China agrees to help SL’s debt restructuring
Breaking the biggest barrier to receive the promised conditional International Monetary Fund (IMF) bailout package of $2.9 billion to help Sri Lanka’s cash-strapped economy, China has given assurance to help the island nations debt restructuring programme.
Colombo: Breaking the biggest barrier to receive the promised conditional International Monetary Fund (IMF) bailout package of $2.9 billion to help Sri Lanka’s cash-strapped economy, China has given assurance to help the island nations debt restructuring programme.
President Ranil Wickremesinghe on Tuesday informed Parliament that the government received a letter of assurance from the Chinese Exim Bank on Monday night and the letter of intent signed by the Central Bank Governor and himself was sent to the IMF immediately.
Wickremesinghe, who also the Finance portfolio, assured that once the IMF agreement is reached, the deal would be tabled in Parliament along with the draft of the government’s future plan and road map.
A delay by China the biggest bilateral creditor to the island nation accounting for 52 per cent, had been hampering Sri Lanka’s effort to get the much needed dollar bail out promised by the IMF in last September.
Referring to Sri Lanka’s attempt reach the IMF conditions to get the bailout, in January US Ambassador to Sri Lanka, Julie Chung urged China not to be a spoiler.
“For the sake of the Sri Lankan people, we certainly hope China is not a spoiler as they proceed to attain this IMF agreement,” she complained.
In an interview to the BBC on January the US Ambassador claimed that the greater onus to move with regard to Sri Lanka’s debt restructuring, a prerequisite for an IMF bailout, was on China, as the biggest bilateral lender.
“We hope that they do not delay because Sri Lanka does not have time to delay. They need these assurances immediately,” Ambassador Chung stated.

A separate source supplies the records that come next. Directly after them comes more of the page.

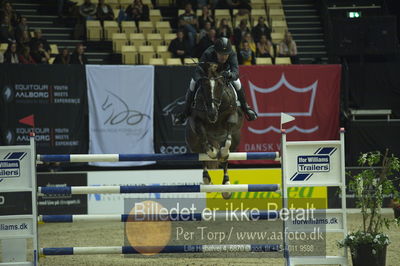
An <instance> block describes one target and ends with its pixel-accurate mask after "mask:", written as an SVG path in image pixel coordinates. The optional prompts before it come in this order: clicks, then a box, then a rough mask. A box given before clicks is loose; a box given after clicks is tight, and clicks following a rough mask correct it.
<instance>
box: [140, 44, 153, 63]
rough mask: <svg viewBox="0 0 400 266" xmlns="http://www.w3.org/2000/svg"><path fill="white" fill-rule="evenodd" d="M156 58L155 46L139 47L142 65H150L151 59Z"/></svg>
mask: <svg viewBox="0 0 400 266" xmlns="http://www.w3.org/2000/svg"><path fill="white" fill-rule="evenodd" d="M154 56H155V53H154V48H153V46H139V58H140V64H142V65H148V64H149V61H150V58H153V57H154Z"/></svg>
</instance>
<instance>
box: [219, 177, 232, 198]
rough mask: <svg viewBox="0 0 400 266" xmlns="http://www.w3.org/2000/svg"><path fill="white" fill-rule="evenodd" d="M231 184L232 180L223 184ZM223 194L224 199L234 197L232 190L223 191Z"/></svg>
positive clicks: (227, 184)
mask: <svg viewBox="0 0 400 266" xmlns="http://www.w3.org/2000/svg"><path fill="white" fill-rule="evenodd" d="M230 184H231V182H229V181H226V182H224V183H223V185H230ZM221 194H222V197H223V198H224V199H230V198H231V197H232V192H222V193H221Z"/></svg>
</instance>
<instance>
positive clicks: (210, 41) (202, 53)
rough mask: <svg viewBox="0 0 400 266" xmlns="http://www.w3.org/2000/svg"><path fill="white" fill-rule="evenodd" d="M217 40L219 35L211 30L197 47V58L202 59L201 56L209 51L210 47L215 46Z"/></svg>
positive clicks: (201, 39) (199, 42)
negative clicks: (208, 50) (206, 52)
mask: <svg viewBox="0 0 400 266" xmlns="http://www.w3.org/2000/svg"><path fill="white" fill-rule="evenodd" d="M216 40H217V34H216V31H215V29H213V28H211V29H210V30H209V31H208V34H207V35H206V36H204V37H203V38H202V39H201V40H200V42H199V44H198V45H197V53H196V57H198V58H200V57H201V55H202V54H203V52H204V51H205V50H207V48H208V47H210V46H211V45H214V43H215V41H216Z"/></svg>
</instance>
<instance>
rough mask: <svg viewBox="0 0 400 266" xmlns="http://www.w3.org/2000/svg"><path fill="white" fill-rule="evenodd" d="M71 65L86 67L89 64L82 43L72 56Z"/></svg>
mask: <svg viewBox="0 0 400 266" xmlns="http://www.w3.org/2000/svg"><path fill="white" fill-rule="evenodd" d="M70 62H71V64H75V65H86V64H87V63H88V61H87V58H86V55H85V47H84V46H83V44H82V43H79V44H77V45H76V48H75V51H74V53H73V54H72V56H71V61H70Z"/></svg>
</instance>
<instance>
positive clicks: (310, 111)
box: [238, 65, 341, 163]
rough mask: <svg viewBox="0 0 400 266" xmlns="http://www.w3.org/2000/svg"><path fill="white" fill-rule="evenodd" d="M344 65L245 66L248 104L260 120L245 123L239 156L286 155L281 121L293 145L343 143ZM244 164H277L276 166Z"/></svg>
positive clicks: (243, 75) (240, 71)
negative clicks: (339, 123)
mask: <svg viewBox="0 0 400 266" xmlns="http://www.w3.org/2000/svg"><path fill="white" fill-rule="evenodd" d="M340 77H341V66H340V65H289V66H241V67H240V80H241V82H242V86H243V87H244V89H245V90H246V98H247V101H248V103H249V104H250V105H251V106H252V107H254V108H255V110H256V112H257V113H258V115H259V117H258V119H257V120H256V121H252V122H248V121H245V123H244V125H243V129H242V137H241V142H240V145H239V148H238V150H239V151H245V152H267V151H268V152H272V151H280V142H281V140H280V128H281V126H280V116H281V112H283V113H287V114H289V115H291V116H293V117H295V118H296V119H295V120H294V121H291V122H289V123H287V124H284V125H283V128H284V129H286V132H287V139H288V140H290V141H306V140H333V139H338V138H339V100H340V99H339V98H340ZM238 163H274V162H271V161H262V162H260V161H258V162H255V161H253V162H249V161H244V162H238Z"/></svg>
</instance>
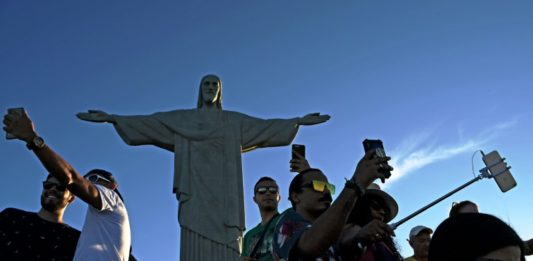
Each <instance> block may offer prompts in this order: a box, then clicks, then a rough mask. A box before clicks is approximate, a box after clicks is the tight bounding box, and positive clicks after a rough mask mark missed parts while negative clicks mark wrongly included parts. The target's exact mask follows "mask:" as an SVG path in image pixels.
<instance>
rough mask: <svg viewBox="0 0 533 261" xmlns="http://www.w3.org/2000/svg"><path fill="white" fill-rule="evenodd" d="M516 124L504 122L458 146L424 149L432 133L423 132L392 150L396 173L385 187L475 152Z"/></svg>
mask: <svg viewBox="0 0 533 261" xmlns="http://www.w3.org/2000/svg"><path fill="white" fill-rule="evenodd" d="M516 123H517V121H516V119H515V120H511V121H508V122H502V123H499V124H496V125H494V126H492V127H490V128H487V129H486V130H484V131H483V132H481V133H480V134H479V135H478V136H477V138H474V139H470V140H467V141H465V142H460V143H457V144H451V145H450V144H447V145H441V146H437V147H434V146H432V145H426V146H425V147H422V144H427V141H428V140H429V138H431V133H430V132H423V133H419V134H417V135H415V136H412V137H409V138H407V139H406V140H405V141H404V142H402V143H401V145H400V146H399V147H398V148H397V149H395V150H392V153H391V155H392V156H393V158H392V159H391V161H390V164H391V165H392V166H393V167H394V171H393V172H392V176H391V177H390V179H389V180H387V183H385V184H384V185H385V186H390V185H391V183H394V182H395V181H398V180H399V179H401V178H402V177H404V176H406V175H409V173H412V172H414V171H416V170H419V169H421V168H423V167H425V166H427V165H429V164H432V163H435V162H439V161H443V160H446V159H449V158H451V157H454V156H456V155H459V154H462V153H465V152H474V151H475V150H478V149H479V148H480V147H481V146H482V145H484V144H486V143H487V142H489V141H490V140H492V139H494V138H495V137H497V136H498V135H499V134H500V133H501V132H502V131H503V130H505V129H508V128H510V127H512V126H514V125H515V124H516Z"/></svg>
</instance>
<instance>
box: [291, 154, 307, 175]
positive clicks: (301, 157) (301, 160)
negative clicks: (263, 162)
mask: <svg viewBox="0 0 533 261" xmlns="http://www.w3.org/2000/svg"><path fill="white" fill-rule="evenodd" d="M293 153H294V155H295V156H296V158H293V159H291V161H289V163H290V167H291V170H290V171H291V172H298V173H300V172H302V171H304V170H306V169H310V168H311V166H309V162H307V159H306V158H304V156H302V155H301V154H300V153H298V152H297V151H293Z"/></svg>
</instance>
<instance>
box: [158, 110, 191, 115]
mask: <svg viewBox="0 0 533 261" xmlns="http://www.w3.org/2000/svg"><path fill="white" fill-rule="evenodd" d="M196 111H198V110H197V109H185V110H183V109H179V110H171V111H160V112H155V113H154V115H165V114H166V115H174V114H191V113H195V112H196Z"/></svg>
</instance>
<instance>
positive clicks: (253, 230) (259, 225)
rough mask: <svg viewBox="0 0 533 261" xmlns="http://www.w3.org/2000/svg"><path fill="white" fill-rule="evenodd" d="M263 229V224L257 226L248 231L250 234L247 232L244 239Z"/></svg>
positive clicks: (250, 229) (259, 224)
mask: <svg viewBox="0 0 533 261" xmlns="http://www.w3.org/2000/svg"><path fill="white" fill-rule="evenodd" d="M260 229H261V223H259V224H257V225H256V226H255V227H253V228H251V229H250V230H248V232H246V234H244V237H246V236H249V235H252V234H254V233H255V232H256V231H257V230H260Z"/></svg>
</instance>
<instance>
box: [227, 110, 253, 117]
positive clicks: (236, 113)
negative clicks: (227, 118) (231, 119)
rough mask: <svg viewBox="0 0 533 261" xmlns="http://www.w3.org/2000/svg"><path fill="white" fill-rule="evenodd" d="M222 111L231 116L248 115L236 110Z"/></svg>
mask: <svg viewBox="0 0 533 261" xmlns="http://www.w3.org/2000/svg"><path fill="white" fill-rule="evenodd" d="M222 113H224V114H225V115H227V116H231V117H249V116H248V115H246V114H244V113H242V112H238V111H228V110H222Z"/></svg>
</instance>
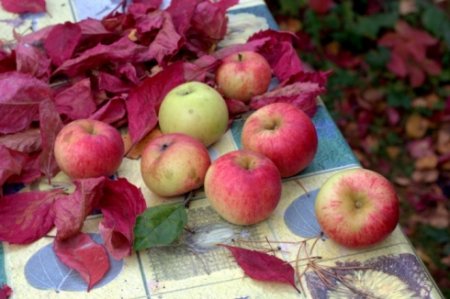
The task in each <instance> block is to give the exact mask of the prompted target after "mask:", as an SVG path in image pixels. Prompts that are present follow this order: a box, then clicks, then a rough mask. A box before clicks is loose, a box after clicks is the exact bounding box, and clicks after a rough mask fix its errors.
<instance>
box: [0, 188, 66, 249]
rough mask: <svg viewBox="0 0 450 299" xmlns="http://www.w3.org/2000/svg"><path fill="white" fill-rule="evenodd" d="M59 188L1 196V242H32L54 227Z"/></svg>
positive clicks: (24, 242)
mask: <svg viewBox="0 0 450 299" xmlns="http://www.w3.org/2000/svg"><path fill="white" fill-rule="evenodd" d="M58 193H59V191H50V192H49V191H47V192H43V191H31V192H23V193H15V194H11V195H6V196H5V197H3V198H0V219H2V225H1V226H0V241H6V242H8V243H11V244H29V243H32V242H34V241H36V240H38V239H40V238H41V237H42V236H44V235H45V234H46V233H47V232H48V231H50V229H51V228H52V227H53V222H54V219H55V212H54V210H53V203H54V201H55V199H56V196H57V194H58Z"/></svg>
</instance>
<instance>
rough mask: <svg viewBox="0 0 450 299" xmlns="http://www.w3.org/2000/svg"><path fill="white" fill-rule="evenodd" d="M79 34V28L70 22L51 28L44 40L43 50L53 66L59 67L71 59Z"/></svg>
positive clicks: (79, 29)
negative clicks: (53, 65)
mask: <svg viewBox="0 0 450 299" xmlns="http://www.w3.org/2000/svg"><path fill="white" fill-rule="evenodd" d="M81 33H82V32H81V28H80V26H79V25H78V24H74V23H71V22H65V23H64V24H57V25H55V26H53V28H52V30H51V31H50V32H49V33H48V36H47V38H46V39H45V40H44V48H45V51H47V54H48V56H49V57H50V59H51V60H52V62H53V64H54V65H56V66H60V65H61V64H62V63H63V62H64V61H66V60H68V59H69V58H71V57H72V55H73V53H74V51H75V48H76V47H77V45H78V43H79V42H80V40H81Z"/></svg>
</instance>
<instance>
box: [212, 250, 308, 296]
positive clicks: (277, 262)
mask: <svg viewBox="0 0 450 299" xmlns="http://www.w3.org/2000/svg"><path fill="white" fill-rule="evenodd" d="M221 246H223V247H225V248H227V249H228V250H230V251H231V253H232V254H233V256H234V259H235V260H236V262H237V263H238V265H239V267H241V269H242V270H244V273H245V274H247V275H248V276H249V277H250V278H252V279H255V280H260V281H267V282H279V283H285V284H289V285H291V286H292V287H293V288H294V289H296V290H297V292H299V293H300V290H299V289H298V288H297V286H296V285H295V270H294V268H293V267H292V266H291V265H290V264H289V263H288V262H286V261H283V260H281V259H279V258H277V257H276V256H273V255H269V254H267V253H264V252H261V251H256V250H249V249H244V248H240V247H235V246H229V245H221Z"/></svg>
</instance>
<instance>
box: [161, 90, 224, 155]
mask: <svg viewBox="0 0 450 299" xmlns="http://www.w3.org/2000/svg"><path fill="white" fill-rule="evenodd" d="M158 118H159V126H160V128H161V131H162V132H163V133H165V134H168V133H183V134H186V135H189V136H192V137H194V138H197V139H199V140H200V141H201V142H202V143H203V144H204V145H206V146H209V145H211V144H213V143H214V142H216V141H217V140H219V139H220V137H221V136H222V135H223V134H224V133H225V131H226V130H227V127H228V109H227V105H226V103H225V100H224V99H223V98H222V96H221V95H220V94H219V93H218V92H217V91H216V90H215V89H214V88H212V87H210V86H209V85H207V84H205V83H201V82H187V83H184V84H181V85H179V86H177V87H175V88H174V89H172V90H171V91H170V92H169V93H168V94H167V95H166V96H165V98H164V99H163V101H162V103H161V107H160V108H159V113H158Z"/></svg>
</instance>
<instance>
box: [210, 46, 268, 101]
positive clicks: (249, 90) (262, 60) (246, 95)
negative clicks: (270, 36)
mask: <svg viewBox="0 0 450 299" xmlns="http://www.w3.org/2000/svg"><path fill="white" fill-rule="evenodd" d="M271 78H272V69H271V67H270V65H269V63H268V62H267V60H266V59H265V58H264V57H263V56H261V55H260V54H258V53H256V52H252V51H243V52H239V53H235V54H232V55H230V56H227V57H226V58H225V59H223V61H222V64H221V65H220V66H219V68H218V69H217V72H216V82H217V86H218V90H219V92H220V93H222V94H223V95H224V96H225V97H226V98H229V99H235V100H240V101H243V102H248V101H249V100H250V99H251V98H252V97H254V96H257V95H260V94H263V93H265V92H266V91H267V89H268V88H269V85H270V80H271Z"/></svg>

Accounting for 12 per cent of total debt, India, the third largest bilateral creditor to Sri Lanka after China and Japan, was the first to formally inform the IMF of its assurance for the external debt restructuring programme.
The closest neighbour to the crisis-hit country, India’s outstanding credit to Sri Lanka amounted to nearly $1.7 billion up to June last year.
Following India, in February the Paris Club of creditors announced its supports for the debt restructuring of Sri Lanka.